Yes !! Il l’a fait ! Vingt-huit ans après la première Palme d’Or attribuée à une réalisatrice, Spike Lee a enfin brisé ce qui commençait à ressembler à un mauvais sort: Julia Ducournau devient la deuxième femme à remporter le prix (et la première à ne pas devoir le partager).
Et elle le reçoit pour un film qui a sans doute ravi le président du jury Spike Lee, tant et si bien qu’il a voulu l’annoncer dès le début de la cérémonie. Tout le monde a fait semblant de ne rien avoir entendu et la soirée a suivi son cours cahin-caha. Mais qu’avait donc fumé Spike Lee ? A-t-il mal interprété l’invitation de la maîtresse de cérémonie Dora Tillier à annoncer « the first prize » ? Le déroulement n’est-il pas répété préalablement ? Spike Lee n’a pas vraiment donné d’explication à sa gaffe (ce n’était d’ailleurs pas la seule), déclarant par après qu’il s’était simplement planté.

Titane est une Palme d’Or réjouissante, pas seulement parce que le film a été réalisé par une femme. C’est aussi un choix osé car il est loin d’avoir fait l’unanimité sur la Croisette. De fait, Titane n’est pas un film parfait et Julia Ducournau a été la première à le dire en recevant le prix. Mais il est arrivé comme une bombe dans une compétition par ailleurs très pondérée et raisonnable, à quelques exceptions près. L’une d’elle est Annette qui repart avec le prix de la mise en scène. L’autre était Benedetta, annoncé comme scandaleux avant qu’on n’en ait vu la première image mais qui, comparé à Titane, paraît dépassé, presque poussiéreux avec ses airs de porno soft et un anticléricalisme divertissant mais un peu périmé.
❝Titane est arrivé comme une bombe dans une compétition par ailleurs très pondérée et raisonnable.❞
Le favori de la critique, Drive My Car, est reparti avec un Prix du scénario qu’on ne peut guère contester pour le réalisateur Ryusuke Hamaguchi et son coscénariste Takamasa Oe qui ont adapté une nouvelle de Haruki Murakami. Un héros, également très prisé, reçoit un des deux Grands Prix du Jury, l’autre allant de façon plus surprenante à Compartiment no. 6 du Finlandais Juho Kuosmanen.
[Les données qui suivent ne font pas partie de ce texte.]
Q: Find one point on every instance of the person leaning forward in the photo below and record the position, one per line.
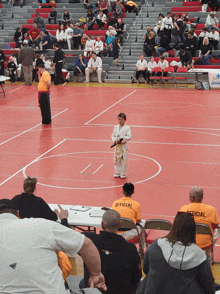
(26, 57)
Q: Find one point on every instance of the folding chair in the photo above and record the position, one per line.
(153, 78)
(181, 70)
(156, 228)
(205, 230)
(128, 224)
(168, 70)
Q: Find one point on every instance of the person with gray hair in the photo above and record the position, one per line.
(205, 214)
(120, 260)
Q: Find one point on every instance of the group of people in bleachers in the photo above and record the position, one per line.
(159, 38)
(34, 248)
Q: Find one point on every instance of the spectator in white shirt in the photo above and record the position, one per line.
(211, 21)
(98, 47)
(101, 19)
(61, 36)
(141, 68)
(89, 46)
(94, 65)
(163, 64)
(214, 38)
(69, 33)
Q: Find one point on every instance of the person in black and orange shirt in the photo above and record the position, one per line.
(205, 214)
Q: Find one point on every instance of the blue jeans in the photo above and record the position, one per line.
(159, 50)
(205, 59)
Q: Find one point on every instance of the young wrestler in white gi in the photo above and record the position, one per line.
(121, 131)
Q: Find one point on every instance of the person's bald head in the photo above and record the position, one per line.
(196, 194)
(111, 221)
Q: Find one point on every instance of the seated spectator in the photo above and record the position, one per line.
(69, 35)
(101, 19)
(82, 20)
(94, 65)
(163, 64)
(2, 66)
(110, 40)
(176, 261)
(80, 66)
(211, 21)
(103, 7)
(98, 47)
(120, 29)
(89, 46)
(52, 16)
(34, 36)
(205, 52)
(120, 260)
(30, 205)
(66, 17)
(61, 36)
(29, 249)
(49, 67)
(141, 68)
(40, 22)
(186, 59)
(86, 4)
(149, 30)
(18, 38)
(191, 43)
(115, 48)
(202, 35)
(11, 70)
(131, 6)
(77, 35)
(214, 4)
(150, 66)
(149, 44)
(90, 19)
(214, 38)
(45, 43)
(126, 206)
(164, 44)
(202, 213)
(118, 10)
(21, 3)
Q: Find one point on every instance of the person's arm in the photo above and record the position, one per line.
(91, 257)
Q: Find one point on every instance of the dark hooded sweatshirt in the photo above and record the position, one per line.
(172, 269)
(120, 262)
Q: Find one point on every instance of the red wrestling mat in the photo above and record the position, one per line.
(175, 145)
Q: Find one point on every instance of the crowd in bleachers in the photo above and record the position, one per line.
(37, 246)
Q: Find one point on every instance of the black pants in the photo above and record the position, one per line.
(44, 100)
(58, 77)
(76, 71)
(76, 42)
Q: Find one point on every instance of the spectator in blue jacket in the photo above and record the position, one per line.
(80, 66)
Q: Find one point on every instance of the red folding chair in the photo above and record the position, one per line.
(181, 78)
(168, 70)
(156, 78)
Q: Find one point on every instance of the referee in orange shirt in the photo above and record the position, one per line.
(44, 94)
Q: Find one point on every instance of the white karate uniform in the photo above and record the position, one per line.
(120, 165)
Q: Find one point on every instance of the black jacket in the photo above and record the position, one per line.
(120, 262)
(33, 206)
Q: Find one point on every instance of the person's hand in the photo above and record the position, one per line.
(63, 213)
(97, 282)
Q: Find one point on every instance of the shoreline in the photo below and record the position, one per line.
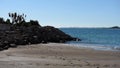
(100, 47)
(57, 55)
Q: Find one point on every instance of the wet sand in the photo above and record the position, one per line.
(55, 55)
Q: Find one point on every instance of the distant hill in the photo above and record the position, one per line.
(115, 27)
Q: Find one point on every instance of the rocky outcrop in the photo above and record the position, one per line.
(32, 35)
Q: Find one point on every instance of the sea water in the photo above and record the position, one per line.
(97, 38)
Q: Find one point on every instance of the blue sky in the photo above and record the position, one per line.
(66, 13)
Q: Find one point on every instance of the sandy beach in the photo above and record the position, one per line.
(55, 55)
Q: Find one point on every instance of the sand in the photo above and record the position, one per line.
(55, 55)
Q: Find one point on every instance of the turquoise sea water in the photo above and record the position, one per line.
(97, 38)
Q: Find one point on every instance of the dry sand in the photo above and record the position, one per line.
(55, 55)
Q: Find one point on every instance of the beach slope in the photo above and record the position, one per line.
(55, 55)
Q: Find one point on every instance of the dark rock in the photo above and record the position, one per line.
(32, 35)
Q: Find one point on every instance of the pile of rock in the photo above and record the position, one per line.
(32, 35)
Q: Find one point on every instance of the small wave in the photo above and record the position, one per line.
(98, 47)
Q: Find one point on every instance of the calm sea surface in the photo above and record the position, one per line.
(97, 38)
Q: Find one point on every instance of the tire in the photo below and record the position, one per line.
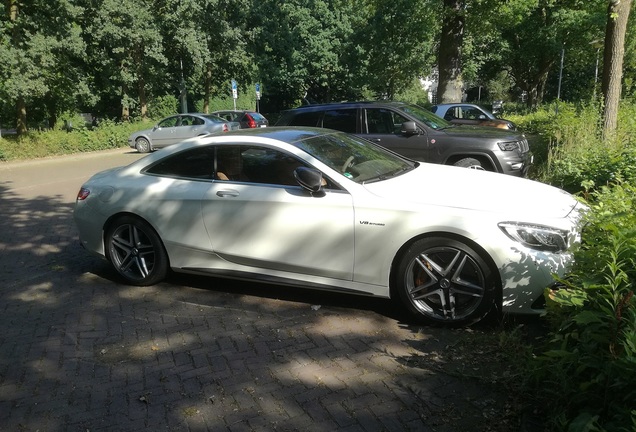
(442, 281)
(143, 145)
(471, 163)
(136, 252)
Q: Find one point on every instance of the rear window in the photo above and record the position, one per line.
(311, 119)
(343, 120)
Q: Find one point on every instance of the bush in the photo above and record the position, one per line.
(571, 153)
(36, 144)
(163, 106)
(588, 370)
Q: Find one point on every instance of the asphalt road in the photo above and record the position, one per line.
(79, 351)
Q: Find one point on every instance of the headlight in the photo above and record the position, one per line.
(536, 236)
(508, 145)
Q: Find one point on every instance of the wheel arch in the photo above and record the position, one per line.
(148, 140)
(486, 161)
(480, 250)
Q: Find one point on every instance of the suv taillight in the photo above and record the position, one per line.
(83, 194)
(250, 121)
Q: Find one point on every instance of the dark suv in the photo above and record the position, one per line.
(419, 134)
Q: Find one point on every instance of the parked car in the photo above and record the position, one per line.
(418, 134)
(471, 114)
(247, 119)
(177, 128)
(322, 209)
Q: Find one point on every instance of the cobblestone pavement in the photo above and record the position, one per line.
(79, 351)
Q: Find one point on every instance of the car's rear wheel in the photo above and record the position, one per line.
(471, 163)
(142, 145)
(136, 251)
(444, 281)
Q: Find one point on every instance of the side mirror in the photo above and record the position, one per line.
(310, 179)
(409, 128)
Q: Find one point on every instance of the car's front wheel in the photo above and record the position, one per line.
(136, 251)
(142, 145)
(445, 281)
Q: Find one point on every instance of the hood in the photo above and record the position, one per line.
(484, 191)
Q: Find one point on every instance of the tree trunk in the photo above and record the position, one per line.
(450, 86)
(125, 109)
(143, 99)
(21, 126)
(207, 85)
(617, 16)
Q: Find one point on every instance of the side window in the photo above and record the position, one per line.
(452, 113)
(471, 113)
(269, 166)
(194, 163)
(259, 165)
(343, 120)
(187, 120)
(311, 119)
(169, 122)
(384, 121)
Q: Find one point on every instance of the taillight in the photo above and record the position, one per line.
(83, 194)
(250, 121)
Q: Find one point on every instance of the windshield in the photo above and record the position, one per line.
(355, 158)
(214, 118)
(425, 116)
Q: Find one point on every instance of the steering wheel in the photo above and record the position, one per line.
(347, 163)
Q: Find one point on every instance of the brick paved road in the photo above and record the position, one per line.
(81, 352)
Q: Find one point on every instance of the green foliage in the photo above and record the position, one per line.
(570, 151)
(587, 373)
(36, 144)
(163, 106)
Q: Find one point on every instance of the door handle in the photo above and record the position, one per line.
(227, 193)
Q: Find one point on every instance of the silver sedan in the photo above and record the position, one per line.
(177, 128)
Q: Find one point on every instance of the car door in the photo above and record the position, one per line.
(164, 133)
(383, 126)
(261, 219)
Pour les prix d’interprétation, il y avait plusieurs candidats. Vincent Lindon, stupéfiant dans Titane, étant out puisque chaque film ne peut recevoir qu’un seul prix, les jurés ont choisi Caleb Landry Jones, musicien et acteur américain qui joue le rôle-titre dans Nitram. Jusque-là, il s’était surtout fait remarquer en tant qu’acteur de second plan, dans Three Billboards Outside Ebbing, Missouri ou Get Out. Son physique assez particulier, doux avec quelque chose de menaçant, colle parfaitement au personnage de l’homme qui a massacré 35 personnes en Tasmanie. Renate Reinsve, qui s’est vu attribuer le prix de la meilleure actrice pour son rôle dans Julie (en 12 chapitres), est tout le contraire : un visage ouvert et lumineux qu’on retrouvera certainement très vite dans d’autres films.
Le double prix du jury, qui est en quelque sorte la troisième marche sur le podium après la Palme et le Grand Prix, est allé à deux films peu conventionnels. Le genou d’Ahed est plus un cri de rage qu’une fiction proprement dite alors que Memoria est à la limite du cinéma expérimental. On peut néanmoins saluer la volonté du jury de ne pas écarter ces œuvres.
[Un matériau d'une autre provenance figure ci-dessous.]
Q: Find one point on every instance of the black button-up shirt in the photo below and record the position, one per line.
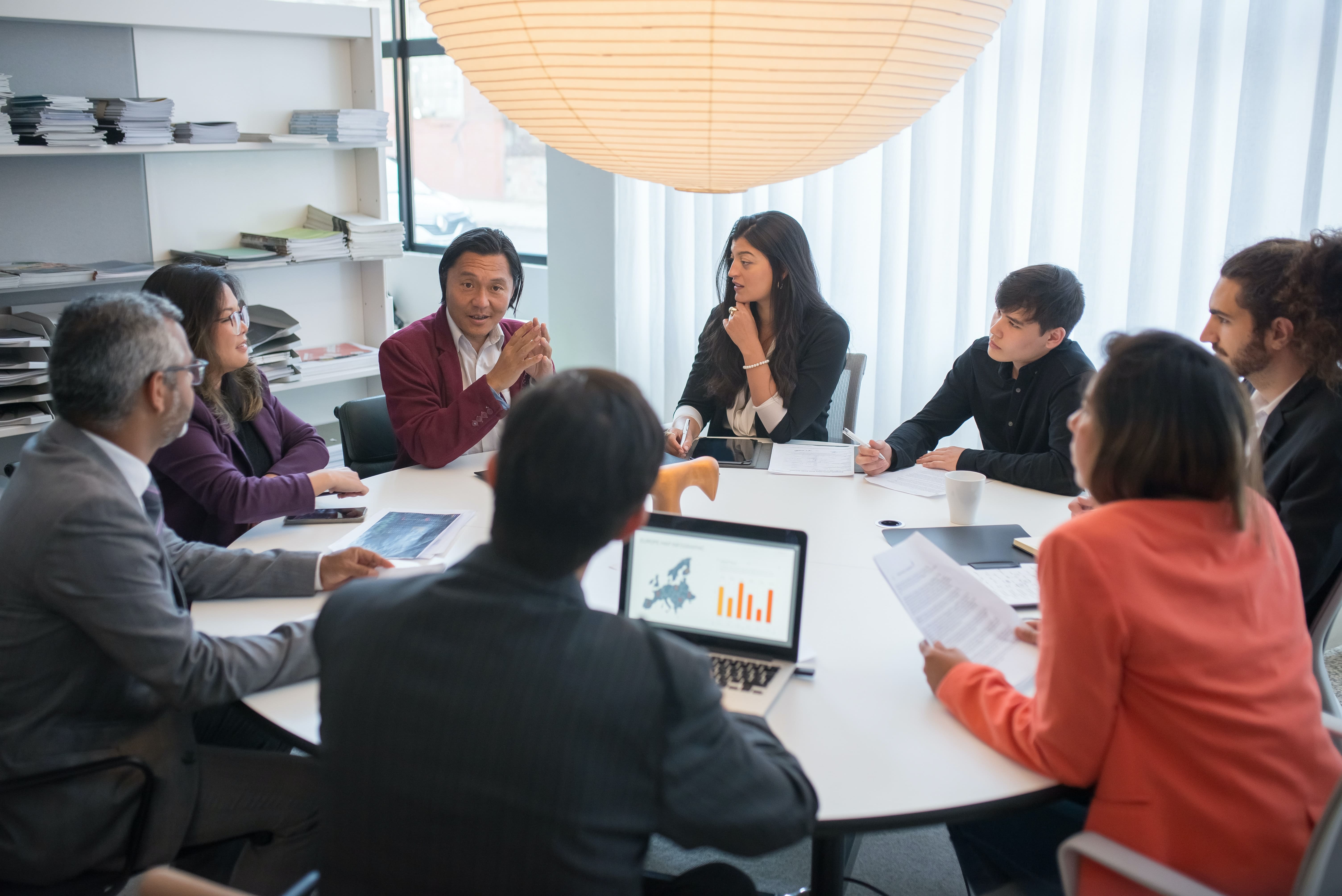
(1022, 422)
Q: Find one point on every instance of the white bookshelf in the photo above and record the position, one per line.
(253, 62)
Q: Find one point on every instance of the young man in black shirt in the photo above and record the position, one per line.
(1021, 383)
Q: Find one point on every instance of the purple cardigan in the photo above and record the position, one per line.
(211, 493)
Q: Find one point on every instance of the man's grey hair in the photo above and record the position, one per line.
(104, 349)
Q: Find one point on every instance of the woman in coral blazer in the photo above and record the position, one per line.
(1175, 668)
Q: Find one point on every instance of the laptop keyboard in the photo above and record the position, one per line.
(741, 675)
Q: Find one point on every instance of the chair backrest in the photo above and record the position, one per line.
(1320, 635)
(367, 436)
(843, 406)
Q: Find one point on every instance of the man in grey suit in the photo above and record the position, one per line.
(99, 658)
(484, 732)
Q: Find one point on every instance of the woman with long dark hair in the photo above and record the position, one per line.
(772, 352)
(245, 458)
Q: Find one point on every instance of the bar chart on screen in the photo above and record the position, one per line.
(719, 585)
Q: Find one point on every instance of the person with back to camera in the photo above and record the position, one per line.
(1019, 384)
(1175, 671)
(450, 377)
(245, 457)
(772, 352)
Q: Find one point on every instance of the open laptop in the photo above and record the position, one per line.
(731, 588)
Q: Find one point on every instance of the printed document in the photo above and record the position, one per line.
(811, 461)
(952, 607)
(913, 481)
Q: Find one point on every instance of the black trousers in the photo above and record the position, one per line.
(1019, 848)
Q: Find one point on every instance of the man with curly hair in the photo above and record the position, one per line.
(1277, 321)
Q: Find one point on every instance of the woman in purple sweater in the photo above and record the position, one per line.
(245, 458)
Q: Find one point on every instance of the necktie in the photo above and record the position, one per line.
(153, 501)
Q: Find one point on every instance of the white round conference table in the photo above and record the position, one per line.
(880, 749)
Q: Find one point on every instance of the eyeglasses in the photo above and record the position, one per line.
(239, 320)
(198, 371)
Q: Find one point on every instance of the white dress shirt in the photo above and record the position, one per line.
(136, 473)
(476, 365)
(1263, 410)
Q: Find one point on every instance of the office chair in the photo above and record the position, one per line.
(367, 436)
(1320, 635)
(843, 406)
(170, 882)
(89, 883)
(1320, 875)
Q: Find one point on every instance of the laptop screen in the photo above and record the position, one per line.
(732, 584)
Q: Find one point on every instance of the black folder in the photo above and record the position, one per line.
(980, 546)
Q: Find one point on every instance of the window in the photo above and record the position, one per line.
(458, 162)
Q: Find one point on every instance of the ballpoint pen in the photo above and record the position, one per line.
(854, 436)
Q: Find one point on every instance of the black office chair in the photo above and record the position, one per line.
(89, 883)
(367, 436)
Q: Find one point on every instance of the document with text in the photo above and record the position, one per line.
(811, 461)
(952, 607)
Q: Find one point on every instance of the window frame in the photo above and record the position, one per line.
(400, 50)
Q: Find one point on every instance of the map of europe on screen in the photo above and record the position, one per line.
(676, 593)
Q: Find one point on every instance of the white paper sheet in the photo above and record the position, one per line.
(1018, 585)
(913, 481)
(952, 607)
(812, 461)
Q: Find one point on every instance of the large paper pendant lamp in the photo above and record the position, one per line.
(714, 96)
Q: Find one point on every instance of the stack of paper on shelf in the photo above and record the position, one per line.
(368, 237)
(342, 125)
(136, 123)
(48, 120)
(206, 132)
(46, 273)
(7, 135)
(301, 243)
(121, 270)
(233, 258)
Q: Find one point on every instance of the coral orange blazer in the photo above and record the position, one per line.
(1175, 675)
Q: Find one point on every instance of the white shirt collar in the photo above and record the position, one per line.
(460, 339)
(133, 470)
(1263, 410)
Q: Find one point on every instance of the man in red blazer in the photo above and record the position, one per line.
(450, 377)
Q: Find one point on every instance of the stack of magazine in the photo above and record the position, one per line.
(136, 123)
(273, 344)
(25, 387)
(342, 125)
(370, 238)
(49, 120)
(301, 243)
La mise à l’écart du cinéma d’auteur français
Ce qui frappe en découvrant ce palmarès, c’est autant les films qui en font partie que ceux qui n’y sont pas. Avant le début du festival, la présence française en compétition avait été très commentée. Sept films (huit en comptant Benedetta) français sur vingt-quatre : c’était comme un signal que la France allait sauver le cinéma en péril après plus d’un an de crise sanitaire. Et c’est bien elle qui remporte la Palme d’Or mais on peut difficilement fermer les yeux sur le fait que sur ces huit films, seuls deux se retrouvent au Palmarès – Titane et Annette – et ce sont deux films atypiques dans la cinématographique hexagonale. Le jury n’a visiblement pas apprécié le traditionnel cinéma d’auteur français en ignorant purement et simplement des poids lourds ayant livré des contributions pourtant très honorables comme François Ozon (Tout s’est bien passé), Jacques Audiard (Les Olympiades) et Catherine Corsini (La fracture) mais également les chouchous de la critique française Mia Hansen-Løve (Bergman Island) et Bruno Dumont (France).
Titane est déjà sur les écrans luxembourgeois!